チャタロウ、おめぇは食い意地が張っとるのう。ワシは『名前』と『叱られた時の低い声』をちゃんと聞き分けてるんよ。名前を呼ばれた時は反応すべき時、低い声の時は……まあ、適当に距離を取るのが正解じゃな。

なるほど、クロスケはお利口さんだね!でもさ、飼い主さんの長いお喋りも、なんとなく『機嫌がいいな』とか『今、忙しそうだな』って雰囲気で分かるよね?

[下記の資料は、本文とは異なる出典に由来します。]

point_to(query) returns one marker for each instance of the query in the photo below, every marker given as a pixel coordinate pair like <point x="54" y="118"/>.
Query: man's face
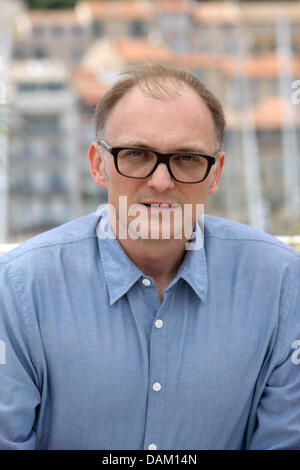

そうじゃな。猫は言葉そのものより、声のトーンや表情、その時の状況を総合して『何を言いたいか』を読み取っとるんよ。
猫が理解しているのは「言葉の意味」ではなく「音」と「状況」
結論から言うと、猫は人間のように文法や意味を理解しているわけではありません。しかし、「特定の音」と「その後に起こる出来事」を強く結びつけて記憶しています。
- 音の識別: 「ご飯」「おやつ」「名前」など、自分にとってメリットのある音や、特定の呼びかけは非常に敏感に覚えます。
- 声のトーン: 優しい高い声は「安心」、怒った低い声は「警告」と、声の抑揚で感情を判断しています。
- 状況の連動: 「飼い主さんがドアの鍵を開ける音=帰宅=遊んでくれる」といった、生活ルーチンと音をセットで記憶しています。
【体験談】チャタロウとクロスケ、反応の違いから見る「聞き分け」
わが家の二匹を見ていると、猫がどう言葉(音)を捉えているかがよく分かります。
チャタロウは「ポジティブな音」への反応が抜群です。「おやつ」という単語を出すと、どこにいても一瞬で飛んできます。一方で、名前を呼んでも無視する時は本当に無視します。これは、「名前を呼ばれる=必ずしも楽しいことが起きるわけではない」と学習しているからかもしれません。
クロスケは、より「状況」を読みます。筆者が仕事中に声をかけても反応しませんが、夜、寝る前に「寝るよ」と声をかけると、先回りしてベッドに向かいます。これは言葉の意味というより、「この時間のこの音=就寝ルーチン」として生活の一部になっているからです。
猫に名前や言葉を覚えてもらうためのコツ
猫に自分の意思を伝えたい時、以下の方法が有効です。
- 短い言葉で統一する: 「こっちにおいで」より「おいで」、「ご飯だよ」より「ご飯」と、短い単語で呼びかけましょう。
- 良いこととセットにする: 名前を呼んだらおやつをあげる、優しく撫でるなど、「呼ばれると良いことがある」と学習させます。
- 表情や視線を合わせる: 猫は人間の目線や表情をよく見ています。名前を呼ぶ時は、猫の方を向いて穏やかな表情で行いましょう。

まとめ:言葉を超えた絆こそが猫との最大の魅力
猫は人間の言葉を完璧には理解していませんが、人間の声の調子や、日常のルーチン、そして飼い主の愛情を誰よりも鋭く感じ取っています。
名前を呼んで振り返ってくれる瞬間や、疲れた時にそっと寄り添ってくれる態度は、彼らなりの「言葉を超えた返事」なのかもしれません。チャタロウやクロスケと毎日過ごす中で、私は「言葉」よりも「心」を通わせることの素晴らしさを学んでいます。
皆さんも、愛猫に話しかける時は、ぜひ声のトーンを意識して、心の中で「大好きだよ」と伝えてみてください。きっとその想いは、猫にも真っ直ぐ届いているはずですよ。